Alle Asylbewerber unterliegen auch noch in der Duldung der Residenzpflicht. Sie dürfen den Landkreis Ludwigsburg nicht verlassen. Selbst Fahrten nach Stuttgart (z.B. zu einem muttersprachlichen Gottesdienst) sind genehmigungspflichtig. Heidi Gauch vom Arbeitskreis Asyl Möglingen berichtet von einer Großmutter, der es verwehrt wurde, während der Erkrankung der Tochter ihre in Zuffenhausen lebenden Enkel zu hüten.
Auch erschwert die Anbindung an den Landkreis die Arbeitsaufnahme nach Ablauf des Asylverfahrens. Denn selbst wenn ein Flüchtling anderswo im Großraum Stuttgart Arbeit findet, muss er weiter im Landkreis Ludwigsburg wohnen bleiben.

Viele Flüchtlinge, deren Asylgesuch abgelehnt wurde, werden vorläufig geduldet, weil sie aus politischen oder humanitären Gründen nicht in ihr Herkunftsland ausreisen können. Wenn sie dann Arbeit und Wohnung finden suchen, müssen sie oft erhebliche Hindernisse überwinden. Weil die Städte im Landkreis nicht mehr aufnehmen wollen als ihnen vorgeschrieben wird, dürfen Flüchtlinge nur in den umliegenden Landgemeinden Wohnraum anmieten. Ebenso schwierig gestaltet sich oft die Arbeitsaufnahme. Hat eine Fast-Food-Kette oder eine Reinigungsfirma einmal einem Arbeitsvertrag zugestimmt, müssen Flüchtlinge (und Arbeitgeber!) oft mehrer Wochen warten, bis von der Agentur für Arbeit und vom zuständigen Ausländeramt die Genehmigung der vorliegt und die doppelte Verhinderungsweiche auf grün geschaltet worden ist.
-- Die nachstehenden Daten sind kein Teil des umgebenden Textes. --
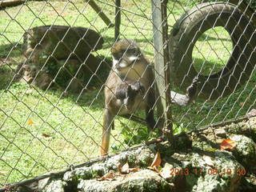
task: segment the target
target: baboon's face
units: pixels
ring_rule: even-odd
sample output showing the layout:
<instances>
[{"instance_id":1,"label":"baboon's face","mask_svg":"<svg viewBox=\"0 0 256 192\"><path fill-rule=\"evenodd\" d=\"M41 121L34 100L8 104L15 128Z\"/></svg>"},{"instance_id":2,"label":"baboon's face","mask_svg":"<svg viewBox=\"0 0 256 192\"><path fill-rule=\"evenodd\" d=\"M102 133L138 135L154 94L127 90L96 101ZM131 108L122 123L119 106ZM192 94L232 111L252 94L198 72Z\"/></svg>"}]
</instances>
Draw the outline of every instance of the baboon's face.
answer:
<instances>
[{"instance_id":1,"label":"baboon's face","mask_svg":"<svg viewBox=\"0 0 256 192\"><path fill-rule=\"evenodd\" d=\"M111 49L113 67L122 69L130 66L140 59L142 56L139 47L133 41L122 40Z\"/></svg>"}]
</instances>

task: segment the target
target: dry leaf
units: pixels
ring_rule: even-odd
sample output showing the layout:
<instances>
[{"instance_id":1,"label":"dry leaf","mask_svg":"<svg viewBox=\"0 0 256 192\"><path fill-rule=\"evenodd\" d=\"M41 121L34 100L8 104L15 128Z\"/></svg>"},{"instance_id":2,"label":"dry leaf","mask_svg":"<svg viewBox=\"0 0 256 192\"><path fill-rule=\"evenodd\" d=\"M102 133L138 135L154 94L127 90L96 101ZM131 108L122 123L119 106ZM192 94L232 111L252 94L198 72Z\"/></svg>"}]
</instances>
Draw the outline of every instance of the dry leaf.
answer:
<instances>
[{"instance_id":1,"label":"dry leaf","mask_svg":"<svg viewBox=\"0 0 256 192\"><path fill-rule=\"evenodd\" d=\"M239 105L240 105L241 107L242 107L244 104L245 104L244 102L240 102L240 103L239 103Z\"/></svg>"},{"instance_id":2,"label":"dry leaf","mask_svg":"<svg viewBox=\"0 0 256 192\"><path fill-rule=\"evenodd\" d=\"M45 138L50 138L50 135L47 134L42 134L42 136L45 137Z\"/></svg>"},{"instance_id":3,"label":"dry leaf","mask_svg":"<svg viewBox=\"0 0 256 192\"><path fill-rule=\"evenodd\" d=\"M206 164L210 166L214 166L214 164L213 161L211 160L211 158L207 155L203 155L202 159L205 161Z\"/></svg>"},{"instance_id":4,"label":"dry leaf","mask_svg":"<svg viewBox=\"0 0 256 192\"><path fill-rule=\"evenodd\" d=\"M170 178L173 177L171 175L173 172L171 171L171 169L170 167L164 167L161 171L160 171L160 175L163 178Z\"/></svg>"},{"instance_id":5,"label":"dry leaf","mask_svg":"<svg viewBox=\"0 0 256 192\"><path fill-rule=\"evenodd\" d=\"M129 170L130 172L137 172L138 170L139 170L139 168L138 167L130 168Z\"/></svg>"},{"instance_id":6,"label":"dry leaf","mask_svg":"<svg viewBox=\"0 0 256 192\"><path fill-rule=\"evenodd\" d=\"M158 168L156 167L156 166L148 166L147 167L149 170L154 170L154 171L155 171L155 172L157 172L158 174L159 174L160 172L159 172L159 170L158 170Z\"/></svg>"},{"instance_id":7,"label":"dry leaf","mask_svg":"<svg viewBox=\"0 0 256 192\"><path fill-rule=\"evenodd\" d=\"M162 159L161 159L160 153L159 153L159 151L158 151L158 153L154 156L154 158L153 160L153 162L152 162L150 167L154 167L154 166L158 167L160 166L161 162L162 162Z\"/></svg>"},{"instance_id":8,"label":"dry leaf","mask_svg":"<svg viewBox=\"0 0 256 192\"><path fill-rule=\"evenodd\" d=\"M97 181L112 181L114 179L114 171L110 170L109 173L104 174L102 177L100 178L97 178Z\"/></svg>"},{"instance_id":9,"label":"dry leaf","mask_svg":"<svg viewBox=\"0 0 256 192\"><path fill-rule=\"evenodd\" d=\"M125 165L123 165L122 166L121 166L121 164L119 163L118 165L118 171L120 174L129 174L130 172L137 172L138 170L139 170L138 167L135 167L135 168L129 168L129 164L128 162L126 162Z\"/></svg>"},{"instance_id":10,"label":"dry leaf","mask_svg":"<svg viewBox=\"0 0 256 192\"><path fill-rule=\"evenodd\" d=\"M32 125L32 124L34 123L34 122L33 122L31 119L29 119L29 120L27 121L27 123L28 123L29 125Z\"/></svg>"},{"instance_id":11,"label":"dry leaf","mask_svg":"<svg viewBox=\"0 0 256 192\"><path fill-rule=\"evenodd\" d=\"M8 171L0 170L0 174L8 174Z\"/></svg>"},{"instance_id":12,"label":"dry leaf","mask_svg":"<svg viewBox=\"0 0 256 192\"><path fill-rule=\"evenodd\" d=\"M215 152L217 149L214 149L214 148L209 148L209 149L206 149L206 151L209 151L209 152Z\"/></svg>"},{"instance_id":13,"label":"dry leaf","mask_svg":"<svg viewBox=\"0 0 256 192\"><path fill-rule=\"evenodd\" d=\"M221 150L232 150L234 147L235 147L236 143L235 141L231 140L230 138L224 139L222 143L220 144Z\"/></svg>"}]
</instances>

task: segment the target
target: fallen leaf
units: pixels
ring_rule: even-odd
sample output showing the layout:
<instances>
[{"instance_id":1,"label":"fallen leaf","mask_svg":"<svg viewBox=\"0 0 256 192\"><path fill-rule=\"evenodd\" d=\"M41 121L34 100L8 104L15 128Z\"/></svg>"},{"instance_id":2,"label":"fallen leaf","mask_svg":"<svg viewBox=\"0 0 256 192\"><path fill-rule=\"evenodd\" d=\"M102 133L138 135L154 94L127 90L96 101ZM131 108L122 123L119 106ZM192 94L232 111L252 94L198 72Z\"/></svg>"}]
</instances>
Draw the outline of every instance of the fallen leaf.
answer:
<instances>
[{"instance_id":1,"label":"fallen leaf","mask_svg":"<svg viewBox=\"0 0 256 192\"><path fill-rule=\"evenodd\" d=\"M153 162L152 162L150 167L154 167L154 166L158 167L160 166L161 162L162 162L162 159L161 159L160 153L159 153L159 151L158 151L158 153L154 156L154 158L153 160Z\"/></svg>"},{"instance_id":2,"label":"fallen leaf","mask_svg":"<svg viewBox=\"0 0 256 192\"><path fill-rule=\"evenodd\" d=\"M214 149L214 148L209 148L209 149L206 149L206 151L209 151L209 152L215 152L217 149Z\"/></svg>"},{"instance_id":3,"label":"fallen leaf","mask_svg":"<svg viewBox=\"0 0 256 192\"><path fill-rule=\"evenodd\" d=\"M114 179L114 171L110 170L109 173L104 174L102 177L100 178L97 178L97 181L112 181Z\"/></svg>"},{"instance_id":4,"label":"fallen leaf","mask_svg":"<svg viewBox=\"0 0 256 192\"><path fill-rule=\"evenodd\" d=\"M173 175L171 175L172 174L172 170L170 168L163 168L161 171L160 171L160 176L163 178L170 178L171 177L173 177Z\"/></svg>"},{"instance_id":5,"label":"fallen leaf","mask_svg":"<svg viewBox=\"0 0 256 192\"><path fill-rule=\"evenodd\" d=\"M129 174L130 172L137 172L139 170L138 167L134 168L129 168L129 164L126 162L125 165L122 166L122 165L119 163L118 165L118 171L120 174Z\"/></svg>"},{"instance_id":6,"label":"fallen leaf","mask_svg":"<svg viewBox=\"0 0 256 192\"><path fill-rule=\"evenodd\" d=\"M211 158L207 155L203 155L202 159L205 161L205 163L210 166L214 166L214 164L213 161L211 160Z\"/></svg>"},{"instance_id":7,"label":"fallen leaf","mask_svg":"<svg viewBox=\"0 0 256 192\"><path fill-rule=\"evenodd\" d=\"M239 103L239 105L240 105L241 107L242 107L244 104L245 104L244 102L240 102L240 103Z\"/></svg>"},{"instance_id":8,"label":"fallen leaf","mask_svg":"<svg viewBox=\"0 0 256 192\"><path fill-rule=\"evenodd\" d=\"M134 167L134 168L129 168L130 172L137 172L138 170L139 170L138 167Z\"/></svg>"},{"instance_id":9,"label":"fallen leaf","mask_svg":"<svg viewBox=\"0 0 256 192\"><path fill-rule=\"evenodd\" d=\"M154 167L148 166L147 168L150 170L154 170L154 171L157 172L158 174L160 174L159 170L158 170L158 168L156 166L154 166Z\"/></svg>"},{"instance_id":10,"label":"fallen leaf","mask_svg":"<svg viewBox=\"0 0 256 192\"><path fill-rule=\"evenodd\" d=\"M42 136L45 137L45 138L50 138L50 135L47 134L42 134Z\"/></svg>"},{"instance_id":11,"label":"fallen leaf","mask_svg":"<svg viewBox=\"0 0 256 192\"><path fill-rule=\"evenodd\" d=\"M0 170L0 174L8 174L8 171Z\"/></svg>"},{"instance_id":12,"label":"fallen leaf","mask_svg":"<svg viewBox=\"0 0 256 192\"><path fill-rule=\"evenodd\" d=\"M31 119L29 119L27 121L27 123L31 126L34 123L34 122Z\"/></svg>"},{"instance_id":13,"label":"fallen leaf","mask_svg":"<svg viewBox=\"0 0 256 192\"><path fill-rule=\"evenodd\" d=\"M234 147L235 147L235 146L236 146L235 141L233 141L230 138L224 139L220 144L222 150L232 150Z\"/></svg>"}]
</instances>

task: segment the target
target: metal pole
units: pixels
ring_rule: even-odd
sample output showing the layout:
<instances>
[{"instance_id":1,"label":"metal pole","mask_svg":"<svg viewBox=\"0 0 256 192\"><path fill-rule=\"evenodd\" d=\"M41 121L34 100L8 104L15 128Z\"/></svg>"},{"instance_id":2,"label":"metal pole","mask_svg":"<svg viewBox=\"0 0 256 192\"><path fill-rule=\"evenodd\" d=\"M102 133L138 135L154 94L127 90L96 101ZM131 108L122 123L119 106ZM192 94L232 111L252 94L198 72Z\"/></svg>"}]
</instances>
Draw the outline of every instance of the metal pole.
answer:
<instances>
[{"instance_id":1,"label":"metal pole","mask_svg":"<svg viewBox=\"0 0 256 192\"><path fill-rule=\"evenodd\" d=\"M156 92L157 97L160 97L157 104L158 115L164 122L164 134L173 142L166 1L151 0L151 3Z\"/></svg>"},{"instance_id":2,"label":"metal pole","mask_svg":"<svg viewBox=\"0 0 256 192\"><path fill-rule=\"evenodd\" d=\"M121 24L121 1L115 0L115 22L114 22L114 40L118 41L120 36Z\"/></svg>"}]
</instances>

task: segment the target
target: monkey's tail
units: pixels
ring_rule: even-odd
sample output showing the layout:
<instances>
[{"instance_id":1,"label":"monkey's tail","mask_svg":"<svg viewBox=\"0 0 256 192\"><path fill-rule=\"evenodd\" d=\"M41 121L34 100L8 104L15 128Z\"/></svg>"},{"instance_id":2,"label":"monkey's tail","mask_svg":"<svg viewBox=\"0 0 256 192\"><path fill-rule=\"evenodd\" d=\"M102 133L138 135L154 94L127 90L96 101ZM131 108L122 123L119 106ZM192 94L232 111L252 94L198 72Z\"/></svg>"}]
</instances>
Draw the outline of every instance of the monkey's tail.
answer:
<instances>
[{"instance_id":1,"label":"monkey's tail","mask_svg":"<svg viewBox=\"0 0 256 192\"><path fill-rule=\"evenodd\" d=\"M181 94L174 91L170 91L171 102L178 106L187 106L197 95L198 78L194 78L192 83L186 88L186 94Z\"/></svg>"}]
</instances>

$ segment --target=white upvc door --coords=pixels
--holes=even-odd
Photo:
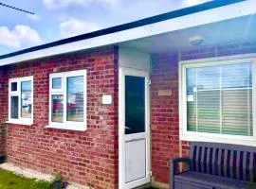
[[[119,68],[119,188],[150,182],[149,73]]]

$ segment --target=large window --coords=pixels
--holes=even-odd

Für 2008 werden in Deutschland insgesamt weniger als 30 000 Asylsuchende erwartet. Deutschland nimmt damit von den Menschen, die weltweit auf der Flucht sind, einen Anteil auf, der unter dem Promillebereich liegt. Dabei erhielt jeder dritte in den letzten Monaten eingereiste Flüchtling ein vorläufiges Aufenthaltsrecht. Es handelt sich dabei zumeist um Angehörige einer verfolgten religiösen Minderheit aus dem Irak, vorwiegend Christen und Yesiden. Auf diesem Hintergrund wurde die Hoffnung geäußert, dass alle Flüchtlinge während der Zeit ihres Aufenthaltes in Ludwigsburg möglichst umgehend Zugang zum Arbeitsmarkt erhalten und selber noch mehr dazu beitragen können, sich in den Alltag zu integrieren.